5/14/2012

出張

現在,IAEAの国際会議でソルトレークに来ています。福島後,IAEAの国際会議で包括的にさまざまな立場の方が発表される予定となっており,当方としても自分の研究はもとより,現状,どういうことをとりまとめて,原子力の今後の在り方に反映させるのか,といった点にも興味があり,さまざまに情報収集してこようと考えています。

いかんせん,マスコミの報道は,科学的にフェアでないものが多いですので,一次情報に触れて考えるという意味で,論文発表ほどダイレクトで楽なプロセスはありません。国際会議に出ることの意義は,1)最新のものである,2)重要な発表をしている人と直接,講演後に話をできる,3)自分の講演に対しての批評をダイレクトに聞ける,ということでこんなに便利な場はありません。

最近は特に2)が重要で,いろんな論文・情報が交錯しておりますが,キーノードはだれか,信頼できるデータをもって,もっとも科学的にすすんでいるのはだれか,ということを理解して,ネットワークを構築することができるというのは,日本の国内研究がややもすると蛸壺になりがちな現状では非常に大事です。

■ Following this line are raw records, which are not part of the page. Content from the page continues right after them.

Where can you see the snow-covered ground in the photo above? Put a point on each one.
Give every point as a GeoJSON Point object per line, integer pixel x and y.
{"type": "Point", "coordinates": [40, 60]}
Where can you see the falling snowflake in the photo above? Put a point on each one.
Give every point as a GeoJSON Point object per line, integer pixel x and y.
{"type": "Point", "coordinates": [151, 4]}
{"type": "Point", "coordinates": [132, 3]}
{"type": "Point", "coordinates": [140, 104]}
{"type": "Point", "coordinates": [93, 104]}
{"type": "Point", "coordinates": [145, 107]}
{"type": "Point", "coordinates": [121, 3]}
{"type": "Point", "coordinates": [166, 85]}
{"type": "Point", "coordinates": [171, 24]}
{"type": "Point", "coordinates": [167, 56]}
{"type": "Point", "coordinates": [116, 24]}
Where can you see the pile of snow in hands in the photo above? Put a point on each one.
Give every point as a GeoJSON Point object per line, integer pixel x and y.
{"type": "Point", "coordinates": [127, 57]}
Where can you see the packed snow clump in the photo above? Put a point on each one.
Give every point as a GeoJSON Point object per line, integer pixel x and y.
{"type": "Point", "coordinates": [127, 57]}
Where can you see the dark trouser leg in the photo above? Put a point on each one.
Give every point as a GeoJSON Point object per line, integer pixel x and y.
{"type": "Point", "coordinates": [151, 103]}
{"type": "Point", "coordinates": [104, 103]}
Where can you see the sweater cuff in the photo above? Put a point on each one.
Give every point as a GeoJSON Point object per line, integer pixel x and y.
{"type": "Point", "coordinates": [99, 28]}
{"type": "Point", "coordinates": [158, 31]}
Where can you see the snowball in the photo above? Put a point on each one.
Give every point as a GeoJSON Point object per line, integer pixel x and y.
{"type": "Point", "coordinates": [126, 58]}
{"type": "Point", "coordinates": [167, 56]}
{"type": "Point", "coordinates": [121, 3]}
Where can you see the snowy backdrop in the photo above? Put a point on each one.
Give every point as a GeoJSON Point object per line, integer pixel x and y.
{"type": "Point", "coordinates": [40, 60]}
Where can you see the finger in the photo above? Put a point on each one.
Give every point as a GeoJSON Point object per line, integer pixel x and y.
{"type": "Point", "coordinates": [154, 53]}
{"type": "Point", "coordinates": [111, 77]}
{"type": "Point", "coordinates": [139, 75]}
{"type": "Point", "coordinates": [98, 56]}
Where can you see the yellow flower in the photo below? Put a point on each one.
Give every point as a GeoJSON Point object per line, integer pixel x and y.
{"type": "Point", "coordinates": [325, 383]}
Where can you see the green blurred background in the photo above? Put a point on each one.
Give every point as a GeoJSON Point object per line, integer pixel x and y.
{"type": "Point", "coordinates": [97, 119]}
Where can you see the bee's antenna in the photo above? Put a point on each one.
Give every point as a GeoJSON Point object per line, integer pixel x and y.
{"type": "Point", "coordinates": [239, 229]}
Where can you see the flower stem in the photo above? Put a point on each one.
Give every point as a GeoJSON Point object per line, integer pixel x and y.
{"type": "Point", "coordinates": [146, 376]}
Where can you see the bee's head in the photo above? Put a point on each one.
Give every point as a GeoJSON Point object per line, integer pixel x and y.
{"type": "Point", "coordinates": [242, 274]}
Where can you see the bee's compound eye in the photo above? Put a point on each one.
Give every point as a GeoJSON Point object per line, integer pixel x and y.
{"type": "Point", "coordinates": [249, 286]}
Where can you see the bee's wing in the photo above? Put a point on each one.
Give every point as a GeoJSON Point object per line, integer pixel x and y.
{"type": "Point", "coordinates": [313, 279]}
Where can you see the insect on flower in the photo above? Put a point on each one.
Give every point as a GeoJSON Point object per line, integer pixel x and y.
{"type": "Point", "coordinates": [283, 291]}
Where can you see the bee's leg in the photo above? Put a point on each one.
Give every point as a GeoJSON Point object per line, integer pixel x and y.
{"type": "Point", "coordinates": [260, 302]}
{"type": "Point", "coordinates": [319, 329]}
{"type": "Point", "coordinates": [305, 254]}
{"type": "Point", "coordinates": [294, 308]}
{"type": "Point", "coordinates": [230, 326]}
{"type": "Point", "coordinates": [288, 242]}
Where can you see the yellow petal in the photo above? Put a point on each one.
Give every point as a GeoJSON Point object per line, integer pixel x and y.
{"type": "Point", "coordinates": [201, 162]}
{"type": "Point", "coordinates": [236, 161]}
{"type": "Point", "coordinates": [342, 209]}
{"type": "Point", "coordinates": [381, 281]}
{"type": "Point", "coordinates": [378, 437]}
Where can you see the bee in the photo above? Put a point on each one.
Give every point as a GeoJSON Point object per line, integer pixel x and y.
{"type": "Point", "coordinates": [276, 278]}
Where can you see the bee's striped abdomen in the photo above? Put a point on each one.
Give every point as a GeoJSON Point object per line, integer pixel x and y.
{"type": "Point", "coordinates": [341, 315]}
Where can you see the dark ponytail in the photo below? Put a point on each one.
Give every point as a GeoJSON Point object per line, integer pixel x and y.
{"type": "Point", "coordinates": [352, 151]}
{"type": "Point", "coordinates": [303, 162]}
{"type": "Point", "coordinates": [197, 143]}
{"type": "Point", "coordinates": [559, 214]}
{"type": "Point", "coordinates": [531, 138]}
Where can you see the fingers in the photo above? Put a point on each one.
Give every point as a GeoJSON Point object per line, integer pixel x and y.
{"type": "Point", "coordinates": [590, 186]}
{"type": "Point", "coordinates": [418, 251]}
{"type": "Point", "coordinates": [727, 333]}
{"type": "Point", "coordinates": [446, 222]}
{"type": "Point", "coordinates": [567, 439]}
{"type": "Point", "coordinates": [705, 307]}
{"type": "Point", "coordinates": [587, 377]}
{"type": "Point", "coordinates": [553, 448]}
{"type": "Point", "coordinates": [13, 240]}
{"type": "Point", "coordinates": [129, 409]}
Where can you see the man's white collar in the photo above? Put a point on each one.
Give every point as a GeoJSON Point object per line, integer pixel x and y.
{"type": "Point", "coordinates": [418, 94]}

原子力研究においては,実験が高価なこともあって,既往研究の掘り起しが大変に大事なのですが,分野横断型の研究になっていることがあって,論文集だけではデータを掘り起こすことができません。コンクリート分野でいえば,ORNLのNaus博士なわけですが,当方から打ち合わせを打診しようとする前から,直接当方にミーティングの打診があるなど,さすがは情報掘り起しに余念が無い,と改めて感心しました。

彼らのデータコンパイル能力は半端ないですから,極東にいる人間としては,大変にありがたい話です。また,議論がオープンであることも素晴らしいです。どうも日本の工学の人間は,ノウハウを隠したがる傾向にあって(私も,発表前のデータはやはり公表に躊躇するのですが)難しいのですが,欧米だとそうでもないみたいです。

3)も,論文投稿前に要人の前で講演するのは良いと思います。アピールすることにもなるし,必要なデータとか論理上の欠陥を指摘もらえるなら,こんなに良い機会はありません。また,本当に先に進めるのであれば,欧米の方と一緒にデータどりを考えるなど,広く考えて前進できればよいのではないか,と最近では思います。特にサイエンス系の人の力なしでは解決できないことも多々ありますので。



さて,レセプションでは,さすがに無機材料はマイノリティだったのですが,こちらの規制庁の人などと話ができて良かったです。研究課題はやはり同じような問題意識のようで,地震については国際的にもう一度整理しようという機運があるようでした。